Harassment, generally speaking, is repeated and unwanted communications or communication attempts. The definition of criminal harassment varies among states and countries, but it usually consists of offensive, threatening, or demeaning behavior. Stalking and bullying, which can trigger PTSD, fall into this broad category and result in one or more mental health conditions.

Common PTSD Treatments

Source: enhancehealthgroup.com

After seeing a doctor and getting a PTSD diagnosis, you can start one or more treatments to lessen the symptoms and regain a sense of control over your life. Some patients start with talk therapy, while others employ a multi-pronged approach to PTSD treatments.
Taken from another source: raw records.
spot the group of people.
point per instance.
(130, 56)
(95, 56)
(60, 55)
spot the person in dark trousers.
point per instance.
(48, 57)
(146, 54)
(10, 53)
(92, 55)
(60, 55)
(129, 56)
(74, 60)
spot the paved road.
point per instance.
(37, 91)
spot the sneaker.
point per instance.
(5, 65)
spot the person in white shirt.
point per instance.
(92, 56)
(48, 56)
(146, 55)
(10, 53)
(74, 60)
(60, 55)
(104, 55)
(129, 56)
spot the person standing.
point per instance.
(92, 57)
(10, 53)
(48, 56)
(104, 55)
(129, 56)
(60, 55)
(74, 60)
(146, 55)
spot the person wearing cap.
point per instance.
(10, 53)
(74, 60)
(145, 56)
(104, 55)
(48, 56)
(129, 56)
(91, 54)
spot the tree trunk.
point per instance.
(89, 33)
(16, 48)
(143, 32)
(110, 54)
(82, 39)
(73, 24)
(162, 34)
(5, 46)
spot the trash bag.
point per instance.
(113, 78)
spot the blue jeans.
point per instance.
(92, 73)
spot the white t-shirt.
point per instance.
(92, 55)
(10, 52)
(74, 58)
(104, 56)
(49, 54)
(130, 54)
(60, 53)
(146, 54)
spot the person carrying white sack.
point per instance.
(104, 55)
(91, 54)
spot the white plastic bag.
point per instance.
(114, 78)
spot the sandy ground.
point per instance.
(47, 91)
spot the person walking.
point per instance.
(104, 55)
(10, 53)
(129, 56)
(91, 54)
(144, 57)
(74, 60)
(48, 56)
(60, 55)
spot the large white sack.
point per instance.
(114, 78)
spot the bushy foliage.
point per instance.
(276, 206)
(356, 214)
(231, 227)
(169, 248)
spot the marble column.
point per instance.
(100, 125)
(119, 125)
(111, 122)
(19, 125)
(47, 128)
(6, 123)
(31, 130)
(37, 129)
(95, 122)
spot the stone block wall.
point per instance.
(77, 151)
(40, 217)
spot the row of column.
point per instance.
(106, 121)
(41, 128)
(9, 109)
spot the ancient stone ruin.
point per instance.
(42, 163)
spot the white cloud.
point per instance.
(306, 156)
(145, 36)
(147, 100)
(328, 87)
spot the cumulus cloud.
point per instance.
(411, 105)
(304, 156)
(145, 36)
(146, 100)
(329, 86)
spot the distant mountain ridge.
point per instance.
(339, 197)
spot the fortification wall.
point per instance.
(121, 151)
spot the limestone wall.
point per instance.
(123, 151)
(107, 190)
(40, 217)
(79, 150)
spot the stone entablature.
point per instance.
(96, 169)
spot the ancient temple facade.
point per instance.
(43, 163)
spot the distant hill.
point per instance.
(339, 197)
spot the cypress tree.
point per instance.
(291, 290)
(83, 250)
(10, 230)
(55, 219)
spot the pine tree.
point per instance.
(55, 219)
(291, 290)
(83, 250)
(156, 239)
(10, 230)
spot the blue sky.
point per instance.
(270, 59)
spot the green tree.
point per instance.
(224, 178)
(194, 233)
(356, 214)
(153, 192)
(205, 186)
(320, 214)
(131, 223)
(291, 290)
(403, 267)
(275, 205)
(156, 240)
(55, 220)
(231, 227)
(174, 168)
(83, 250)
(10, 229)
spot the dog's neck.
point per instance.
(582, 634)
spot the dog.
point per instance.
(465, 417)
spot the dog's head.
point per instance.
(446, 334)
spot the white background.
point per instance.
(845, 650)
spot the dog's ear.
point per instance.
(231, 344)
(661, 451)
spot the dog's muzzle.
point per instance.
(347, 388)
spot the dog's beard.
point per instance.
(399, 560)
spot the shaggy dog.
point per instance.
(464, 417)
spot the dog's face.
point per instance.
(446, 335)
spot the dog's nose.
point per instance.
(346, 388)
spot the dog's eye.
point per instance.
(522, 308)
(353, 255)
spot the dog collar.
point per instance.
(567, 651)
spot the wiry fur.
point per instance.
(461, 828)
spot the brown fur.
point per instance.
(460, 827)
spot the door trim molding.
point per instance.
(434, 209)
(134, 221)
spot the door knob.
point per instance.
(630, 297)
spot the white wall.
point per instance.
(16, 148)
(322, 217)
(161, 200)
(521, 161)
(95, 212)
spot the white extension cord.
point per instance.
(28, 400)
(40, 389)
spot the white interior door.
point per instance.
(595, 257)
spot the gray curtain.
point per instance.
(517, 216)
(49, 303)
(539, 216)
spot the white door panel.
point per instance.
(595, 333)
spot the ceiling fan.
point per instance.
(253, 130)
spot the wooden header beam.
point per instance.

Cognitive Behavioral Therapy

Cognitive behavioral therapy, or CBT, is a common type of psychotherapy and can treat many mental health conditions. The primary purpose of CBT is to recognize and challenge negative thoughts related to your condition and frame them differently so they do not cause distress. A CBT therapist can help uncover subconscious thoughts connected to a traumatic event and highlight how they can lead to maladaptive behaviors.

EMDR Therapy

Source: healingpathwayshouston.com

EMDR therapy stands for eye movement desensitization and reprocessing therapy, a therapeutic modality that aims to rewire your memories surrounding a traumatic event. It centers around certain eye movement patterns and other stimuli that involve both brain hemispheres.

Engaging in such activities, known as bilateral stimulation, while going over traumatic memories can shift the way you remember trauma. Effective EMDR therapy can lessen the symptoms of PTSD and help clients better process the events that led to their diagnosis.


Medicines commonly prescribed to treat PTSD are certain SSRIs like fluoxetine (Prozac), paroxetine (Paxil), and sertraline (Zoloft). The Food and Drug Administration has approved paroxetine and sertraline to treat PTSD, though other drugs may help (referred to as off-label usage). Venflaxine (Effexor), an SNRI, and topiramate, an anti-epileptic medication, may also help with PTSD symptoms.